C'est en ces instants de suspense insoutenable que tient tout le génie de cette série et c'est à l'issue de ceux-ci que le carton de fin apparaît, bientôt suivi du jingle de Bad Robot.
- Julien, mets le huit. - On avait dit qu'on attendait la semaine prochaine - Oui mais mets le huit - Non, il faut attendre. - Julien, je t'ordonne de mettre l'épisode suivant - Non - JULIEN, tu fais ce qu'on te dit
Le reste de la discussion est un peu confus, j'ai balancé un pot de fleur, effacé l'épisode 8 du disque dur sans passer par la corbeille puis suis allé m'enfermer dans ce qui me servait de chambre, en hyperventilation et dans un état de stress peu commun qui me faisait trembler de tous mes membres.

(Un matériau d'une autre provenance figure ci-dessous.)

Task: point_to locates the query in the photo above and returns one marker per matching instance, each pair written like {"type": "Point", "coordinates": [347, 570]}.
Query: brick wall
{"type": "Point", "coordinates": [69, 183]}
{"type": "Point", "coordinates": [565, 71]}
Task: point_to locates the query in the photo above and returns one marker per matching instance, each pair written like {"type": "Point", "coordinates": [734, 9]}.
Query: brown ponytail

J'étais intimement persuadé d'être dans mon bon droit en refusant les ordres que l'on me donnait de regarder cet épisode suivant. Si je leur imposais cette attente (délicieuse) c'était pour leur bien. En voulant se précipiter sur la suite, ils cédaient à la gourmandise et comme chacun sait, la gourmandise est un péché. La vérité évidemment, c'est que qu'outre l'aspect dérisoire de l'affaire (après tout, ça n'est qu'un épisode de série vu enchaîné à un autre), j'avais eu tort.